Ben hatte intensiv nachgedacht, was seine Schüler an der Welle so sehr faszinierte.
Wenn er fragte, bekam er meist zur Antwort, die Welle sei einfach etwas Neues und Anderes und schon deswegen verlockend. Andere behaupteten, ihnen gefiele das Demokratische an dieser »Idee«: die Tatsache, dass sie jetzt alle gleich seien. Über diese Antwort freute sich Ross. Es war gut, dass es gelungen war, den ständigen Popularitätswettbewerb und die Cliquenwirtschaft zu überwinden, auf die seine Schüler viel zu viel Zeit und Energie verschwendet hatten. Einige Schüler meinten sogar, eine straffere Disziplin sei gut für sie. Das hatte Ben überrascht. In den letzten Jahren war Disziplin zu einem immer schwierigeren Problem geworden. Übten die Schüler sie nicht von selbst, neigten die Lehrer immer weniger dazu, sich dafür verantwortlich zu fühlen. Vielleicht war das ein Fehler. Möglicherweise konnte bei seinem Versuch eine Stärkung der Schuldisziplin herauskommen. Insgeheim träumte er sogar von Zeitungsartikeln mit der Überschrift: Disziplin hält wieder Einzug in die Klassen! Lehrer macht eine verblüffende Entdeckung!

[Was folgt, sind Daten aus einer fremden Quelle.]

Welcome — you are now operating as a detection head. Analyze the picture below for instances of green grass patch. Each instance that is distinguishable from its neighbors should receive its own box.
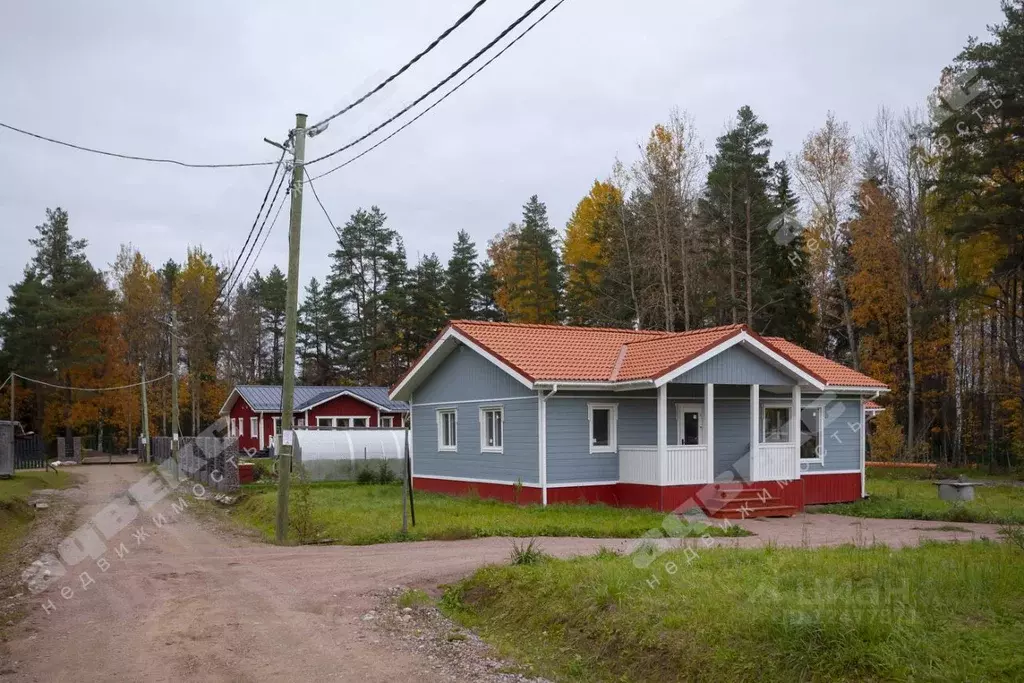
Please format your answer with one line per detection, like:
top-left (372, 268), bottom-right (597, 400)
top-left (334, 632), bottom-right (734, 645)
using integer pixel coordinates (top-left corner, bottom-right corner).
top-left (442, 542), bottom-right (1024, 682)
top-left (0, 470), bottom-right (72, 556)
top-left (813, 477), bottom-right (1024, 525)
top-left (397, 588), bottom-right (432, 609)
top-left (228, 482), bottom-right (749, 545)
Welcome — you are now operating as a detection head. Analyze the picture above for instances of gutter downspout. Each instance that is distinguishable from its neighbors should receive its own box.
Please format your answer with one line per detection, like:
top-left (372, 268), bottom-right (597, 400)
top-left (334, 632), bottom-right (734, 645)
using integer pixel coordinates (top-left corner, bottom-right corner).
top-left (539, 384), bottom-right (559, 506)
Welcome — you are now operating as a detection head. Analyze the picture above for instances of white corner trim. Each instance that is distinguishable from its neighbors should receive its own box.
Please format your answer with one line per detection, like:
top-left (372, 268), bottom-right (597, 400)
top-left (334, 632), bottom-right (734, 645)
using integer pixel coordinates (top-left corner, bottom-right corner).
top-left (654, 332), bottom-right (826, 390)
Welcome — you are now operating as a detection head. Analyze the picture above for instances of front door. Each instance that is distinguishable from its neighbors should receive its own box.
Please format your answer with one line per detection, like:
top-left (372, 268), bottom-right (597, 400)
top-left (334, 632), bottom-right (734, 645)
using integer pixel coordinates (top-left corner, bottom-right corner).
top-left (675, 403), bottom-right (704, 445)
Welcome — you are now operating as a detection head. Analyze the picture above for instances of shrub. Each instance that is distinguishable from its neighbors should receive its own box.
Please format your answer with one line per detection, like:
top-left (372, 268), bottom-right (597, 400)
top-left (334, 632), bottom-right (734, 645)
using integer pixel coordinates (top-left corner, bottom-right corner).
top-left (289, 466), bottom-right (326, 544)
top-left (376, 459), bottom-right (397, 485)
top-left (868, 410), bottom-right (904, 461)
top-left (509, 538), bottom-right (548, 566)
top-left (356, 467), bottom-right (377, 485)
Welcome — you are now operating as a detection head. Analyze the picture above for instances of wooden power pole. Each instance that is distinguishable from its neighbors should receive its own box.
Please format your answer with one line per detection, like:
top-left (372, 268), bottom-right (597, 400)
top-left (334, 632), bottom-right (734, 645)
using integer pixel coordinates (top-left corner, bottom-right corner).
top-left (170, 310), bottom-right (180, 479)
top-left (275, 113), bottom-right (308, 544)
top-left (140, 363), bottom-right (151, 463)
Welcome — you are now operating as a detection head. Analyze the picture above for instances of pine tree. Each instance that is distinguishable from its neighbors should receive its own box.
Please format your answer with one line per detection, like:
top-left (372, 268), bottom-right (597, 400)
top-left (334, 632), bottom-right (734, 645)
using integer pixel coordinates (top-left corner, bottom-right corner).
top-left (297, 277), bottom-right (333, 384)
top-left (326, 206), bottom-right (402, 384)
top-left (445, 230), bottom-right (479, 319)
top-left (407, 253), bottom-right (449, 353)
top-left (260, 265), bottom-right (287, 382)
top-left (489, 196), bottom-right (561, 323)
top-left (761, 161), bottom-right (814, 342)
top-left (2, 208), bottom-right (111, 438)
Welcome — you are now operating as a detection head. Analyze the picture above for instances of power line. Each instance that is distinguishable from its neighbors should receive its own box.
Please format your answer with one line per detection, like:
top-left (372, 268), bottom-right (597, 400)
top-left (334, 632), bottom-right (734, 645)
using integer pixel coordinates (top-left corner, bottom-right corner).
top-left (305, 0), bottom-right (550, 167)
top-left (304, 168), bottom-right (341, 238)
top-left (240, 186), bottom-right (290, 288)
top-left (13, 372), bottom-right (172, 392)
top-left (216, 148), bottom-right (288, 303)
top-left (0, 121), bottom-right (278, 169)
top-left (307, 0), bottom-right (568, 183)
top-left (312, 0), bottom-right (491, 130)
top-left (222, 172), bottom-right (289, 304)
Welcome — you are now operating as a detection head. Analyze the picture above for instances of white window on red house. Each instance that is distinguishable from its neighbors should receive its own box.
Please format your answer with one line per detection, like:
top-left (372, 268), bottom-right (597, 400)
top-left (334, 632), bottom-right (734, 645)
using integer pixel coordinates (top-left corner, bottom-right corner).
top-left (380, 415), bottom-right (394, 428)
top-left (250, 417), bottom-right (258, 436)
top-left (352, 417), bottom-right (368, 428)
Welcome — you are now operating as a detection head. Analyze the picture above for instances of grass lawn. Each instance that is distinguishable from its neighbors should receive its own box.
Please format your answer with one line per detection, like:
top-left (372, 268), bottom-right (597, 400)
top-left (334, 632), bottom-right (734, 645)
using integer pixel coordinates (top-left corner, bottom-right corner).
top-left (0, 470), bottom-right (72, 556)
top-left (812, 473), bottom-right (1024, 525)
top-left (441, 541), bottom-right (1024, 682)
top-left (231, 482), bottom-right (749, 545)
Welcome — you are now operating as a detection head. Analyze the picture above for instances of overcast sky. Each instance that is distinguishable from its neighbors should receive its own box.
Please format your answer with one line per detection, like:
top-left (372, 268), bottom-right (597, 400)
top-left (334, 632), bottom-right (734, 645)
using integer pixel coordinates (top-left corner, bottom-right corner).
top-left (0, 0), bottom-right (1005, 305)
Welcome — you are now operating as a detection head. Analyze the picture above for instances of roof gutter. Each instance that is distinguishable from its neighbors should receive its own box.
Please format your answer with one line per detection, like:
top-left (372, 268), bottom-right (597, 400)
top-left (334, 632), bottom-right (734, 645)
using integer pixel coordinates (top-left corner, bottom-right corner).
top-left (533, 379), bottom-right (655, 392)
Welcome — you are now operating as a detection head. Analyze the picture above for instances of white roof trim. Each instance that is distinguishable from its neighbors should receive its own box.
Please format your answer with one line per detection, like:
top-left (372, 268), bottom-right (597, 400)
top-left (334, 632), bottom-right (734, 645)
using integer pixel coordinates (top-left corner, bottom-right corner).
top-left (653, 331), bottom-right (826, 390)
top-left (390, 327), bottom-right (534, 401)
top-left (300, 390), bottom-right (405, 414)
top-left (826, 386), bottom-right (891, 394)
top-left (218, 388), bottom-right (243, 416)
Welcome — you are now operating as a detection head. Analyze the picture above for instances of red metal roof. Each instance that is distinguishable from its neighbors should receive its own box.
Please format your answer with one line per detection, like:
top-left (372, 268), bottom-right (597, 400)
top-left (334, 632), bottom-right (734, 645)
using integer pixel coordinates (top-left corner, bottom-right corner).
top-left (446, 321), bottom-right (887, 389)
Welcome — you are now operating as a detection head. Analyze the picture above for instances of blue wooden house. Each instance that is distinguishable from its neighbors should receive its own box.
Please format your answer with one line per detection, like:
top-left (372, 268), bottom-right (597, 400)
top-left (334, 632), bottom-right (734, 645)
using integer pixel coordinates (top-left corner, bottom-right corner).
top-left (390, 321), bottom-right (888, 517)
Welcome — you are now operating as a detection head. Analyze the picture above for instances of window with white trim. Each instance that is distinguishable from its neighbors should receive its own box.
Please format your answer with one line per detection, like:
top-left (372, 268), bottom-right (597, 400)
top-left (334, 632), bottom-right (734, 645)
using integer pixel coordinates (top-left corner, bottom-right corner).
top-left (762, 406), bottom-right (791, 443)
top-left (588, 403), bottom-right (617, 453)
top-left (250, 417), bottom-right (258, 436)
top-left (317, 416), bottom-right (334, 428)
top-left (800, 407), bottom-right (823, 461)
top-left (273, 416), bottom-right (282, 436)
top-left (437, 409), bottom-right (457, 451)
top-left (380, 415), bottom-right (394, 428)
top-left (352, 417), bottom-right (368, 428)
top-left (480, 407), bottom-right (503, 452)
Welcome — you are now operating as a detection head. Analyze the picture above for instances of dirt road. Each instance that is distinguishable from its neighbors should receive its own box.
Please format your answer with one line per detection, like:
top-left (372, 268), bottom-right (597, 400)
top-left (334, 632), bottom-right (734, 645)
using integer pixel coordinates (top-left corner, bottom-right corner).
top-left (1, 465), bottom-right (1003, 682)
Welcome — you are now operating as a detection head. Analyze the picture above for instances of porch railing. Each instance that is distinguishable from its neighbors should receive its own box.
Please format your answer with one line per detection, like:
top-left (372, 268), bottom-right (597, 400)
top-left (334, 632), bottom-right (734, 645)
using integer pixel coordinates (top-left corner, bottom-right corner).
top-left (752, 443), bottom-right (799, 482)
top-left (619, 445), bottom-right (711, 486)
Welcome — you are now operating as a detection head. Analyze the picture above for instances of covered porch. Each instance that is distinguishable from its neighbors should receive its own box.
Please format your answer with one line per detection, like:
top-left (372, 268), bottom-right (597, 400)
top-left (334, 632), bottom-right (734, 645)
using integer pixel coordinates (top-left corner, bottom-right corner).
top-left (615, 382), bottom-right (804, 487)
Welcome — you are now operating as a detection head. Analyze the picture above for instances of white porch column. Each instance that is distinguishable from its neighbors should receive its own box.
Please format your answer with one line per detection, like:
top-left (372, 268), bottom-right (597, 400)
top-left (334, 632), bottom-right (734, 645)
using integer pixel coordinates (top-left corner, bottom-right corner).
top-left (791, 384), bottom-right (801, 480)
top-left (705, 383), bottom-right (715, 483)
top-left (657, 383), bottom-right (668, 486)
top-left (749, 384), bottom-right (760, 481)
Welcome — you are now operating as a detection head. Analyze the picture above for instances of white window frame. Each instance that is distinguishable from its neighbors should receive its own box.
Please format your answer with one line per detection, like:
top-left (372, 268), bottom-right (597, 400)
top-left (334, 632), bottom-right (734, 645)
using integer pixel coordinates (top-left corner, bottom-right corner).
top-left (351, 417), bottom-right (368, 428)
top-left (674, 403), bottom-right (705, 446)
top-left (272, 416), bottom-right (282, 437)
top-left (316, 416), bottom-right (335, 428)
top-left (761, 403), bottom-right (792, 444)
top-left (479, 406), bottom-right (504, 453)
top-left (798, 404), bottom-right (825, 463)
top-left (380, 415), bottom-right (394, 428)
top-left (249, 417), bottom-right (258, 437)
top-left (587, 403), bottom-right (618, 454)
top-left (437, 408), bottom-right (457, 452)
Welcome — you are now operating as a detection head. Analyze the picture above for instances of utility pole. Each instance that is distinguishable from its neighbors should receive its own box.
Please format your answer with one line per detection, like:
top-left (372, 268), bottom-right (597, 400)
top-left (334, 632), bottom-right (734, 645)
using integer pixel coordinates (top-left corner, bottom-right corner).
top-left (140, 363), bottom-right (151, 464)
top-left (275, 113), bottom-right (307, 544)
top-left (170, 310), bottom-right (180, 480)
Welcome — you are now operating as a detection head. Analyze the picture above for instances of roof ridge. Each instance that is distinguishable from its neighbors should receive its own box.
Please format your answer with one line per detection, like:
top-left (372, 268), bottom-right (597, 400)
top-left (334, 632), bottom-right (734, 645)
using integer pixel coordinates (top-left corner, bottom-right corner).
top-left (451, 320), bottom-right (663, 336)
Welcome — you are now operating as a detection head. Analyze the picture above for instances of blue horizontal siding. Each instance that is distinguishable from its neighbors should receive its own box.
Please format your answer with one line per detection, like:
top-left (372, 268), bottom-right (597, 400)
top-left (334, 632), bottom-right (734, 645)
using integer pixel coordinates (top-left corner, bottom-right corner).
top-left (672, 344), bottom-right (796, 386)
top-left (414, 345), bottom-right (533, 404)
top-left (412, 399), bottom-right (539, 483)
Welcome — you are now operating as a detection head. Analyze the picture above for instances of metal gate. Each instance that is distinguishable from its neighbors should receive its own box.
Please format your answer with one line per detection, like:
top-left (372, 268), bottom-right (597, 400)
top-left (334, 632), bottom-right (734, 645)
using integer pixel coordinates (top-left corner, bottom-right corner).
top-left (15, 434), bottom-right (45, 469)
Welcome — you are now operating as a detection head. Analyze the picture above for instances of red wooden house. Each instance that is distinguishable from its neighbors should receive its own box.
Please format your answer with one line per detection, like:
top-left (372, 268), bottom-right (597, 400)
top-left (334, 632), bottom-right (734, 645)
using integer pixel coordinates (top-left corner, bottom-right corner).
top-left (219, 385), bottom-right (409, 453)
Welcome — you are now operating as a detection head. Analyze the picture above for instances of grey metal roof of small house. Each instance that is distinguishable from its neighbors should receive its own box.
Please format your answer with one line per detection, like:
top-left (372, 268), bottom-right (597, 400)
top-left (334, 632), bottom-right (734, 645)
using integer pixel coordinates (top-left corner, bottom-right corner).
top-left (233, 385), bottom-right (408, 413)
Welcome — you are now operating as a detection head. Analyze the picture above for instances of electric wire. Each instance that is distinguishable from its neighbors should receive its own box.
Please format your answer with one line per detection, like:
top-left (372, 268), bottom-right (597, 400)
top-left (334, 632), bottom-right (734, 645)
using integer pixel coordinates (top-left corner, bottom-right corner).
top-left (304, 168), bottom-right (341, 238)
top-left (306, 0), bottom-right (567, 183)
top-left (305, 0), bottom-right (550, 167)
top-left (12, 372), bottom-right (172, 392)
top-left (216, 148), bottom-right (288, 303)
top-left (311, 0), bottom-right (491, 129)
top-left (0, 121), bottom-right (278, 169)
top-left (222, 172), bottom-right (289, 305)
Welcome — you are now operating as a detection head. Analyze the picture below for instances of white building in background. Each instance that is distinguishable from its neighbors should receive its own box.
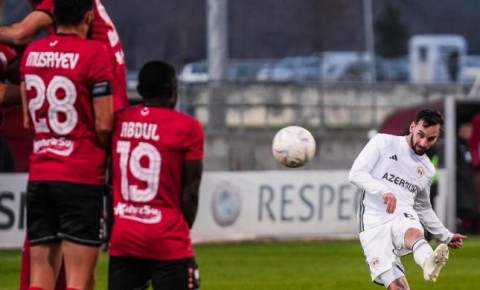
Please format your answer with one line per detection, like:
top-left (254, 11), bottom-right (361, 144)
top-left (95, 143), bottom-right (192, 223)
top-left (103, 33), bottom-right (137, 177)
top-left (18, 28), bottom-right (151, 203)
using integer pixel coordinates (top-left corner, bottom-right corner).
top-left (409, 34), bottom-right (467, 84)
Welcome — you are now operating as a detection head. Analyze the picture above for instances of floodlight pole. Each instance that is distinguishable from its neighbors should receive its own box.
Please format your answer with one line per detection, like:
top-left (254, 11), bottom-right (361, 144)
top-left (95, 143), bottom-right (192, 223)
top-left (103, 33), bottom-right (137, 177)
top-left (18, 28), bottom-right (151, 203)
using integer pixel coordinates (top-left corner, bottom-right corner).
top-left (444, 96), bottom-right (457, 231)
top-left (363, 0), bottom-right (376, 83)
top-left (207, 0), bottom-right (228, 131)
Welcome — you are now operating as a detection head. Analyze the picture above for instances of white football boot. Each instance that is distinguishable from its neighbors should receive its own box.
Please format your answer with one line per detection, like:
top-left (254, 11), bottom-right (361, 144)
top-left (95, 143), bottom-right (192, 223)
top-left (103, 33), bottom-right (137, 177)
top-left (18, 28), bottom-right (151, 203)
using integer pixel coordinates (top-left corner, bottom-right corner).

Laurie Saunders saß an einem Schreibtisch im Redaktionsbüro der Schülerzeitung und kaute an ihrem Kugelschreiber. Mehrere Redaktionsmitglieder saßen rundum, kauten an ihren Fingernägeln oder auf ihrem Kaugummi. Alex Cooper wippte mit Armen und Beinen zum Takt der Musik aus seinen Kopfhörern. Eine Reporterintrug Rollschuhe. Es spielte sich das ab, was man die wöchentliche Redaktionssitzung nannte.
»Also gut«, sagte Laurie. »Wir haben dasselbe Problem wie immer. Die Zeitung soll nächste Woche erscheinen, aber wir haben nicht genug Beiträge.«
Laurie schaute auf das Mädchen mit den Rollschuhen. »Jeanie, du solltest etwas über neue Schülermoden schreiben! Hast du?«
»Ach, in diesem Jahr trägt doch niemand irgendetwas Interessantes«, antwortete Jeanie. »Es ist immer dasselbe: Laufschuhe, Jeans, T-Shirts.«
»Gut, dann schreib doch darüber, dass es in diesem Jahr keine neue Mode gibt«, entschied Laurie und wandte sich dann an den Musikhörer. »Und du, Alex?«
Alex konnte nicht hören.
»Alex!«, wiederholte Laurie lauter.
Endlich stieß ihn ein Nachbar an, und er blickte erschrocken auf und zog die Stöpsel aus den Ohren. »Ja, bitte?«
Laurie verdrehte die Augen. »Alex, das hier ist so etwas wie eine Redaktionssitzung!«
»Ach, wirklich?«
»Also, gut! Wo ist dein Schallplattenreport?«
»Ach so, ja, die Schallplatten, hm«, antwortete Alex. »Weißt du, das ist eine komplizierte Geschichte. Also, ich wollte gerade damit anfangen, aber du erinnerst dich doch, dass ich dir gesagt habe, ich müsste dringend nach Argentinien.«
Laurie verdrehte wieder die Augen.
»Also, die Reise ist ausgefallen«, fuhr Alex grinsend fort. »Dafür musste ich nach Hongkong.«
Laurie wandte sich an seinen Nachbarn. »Und du bist wahrscheinlich mitgefahren«, sagte sie spöttisch.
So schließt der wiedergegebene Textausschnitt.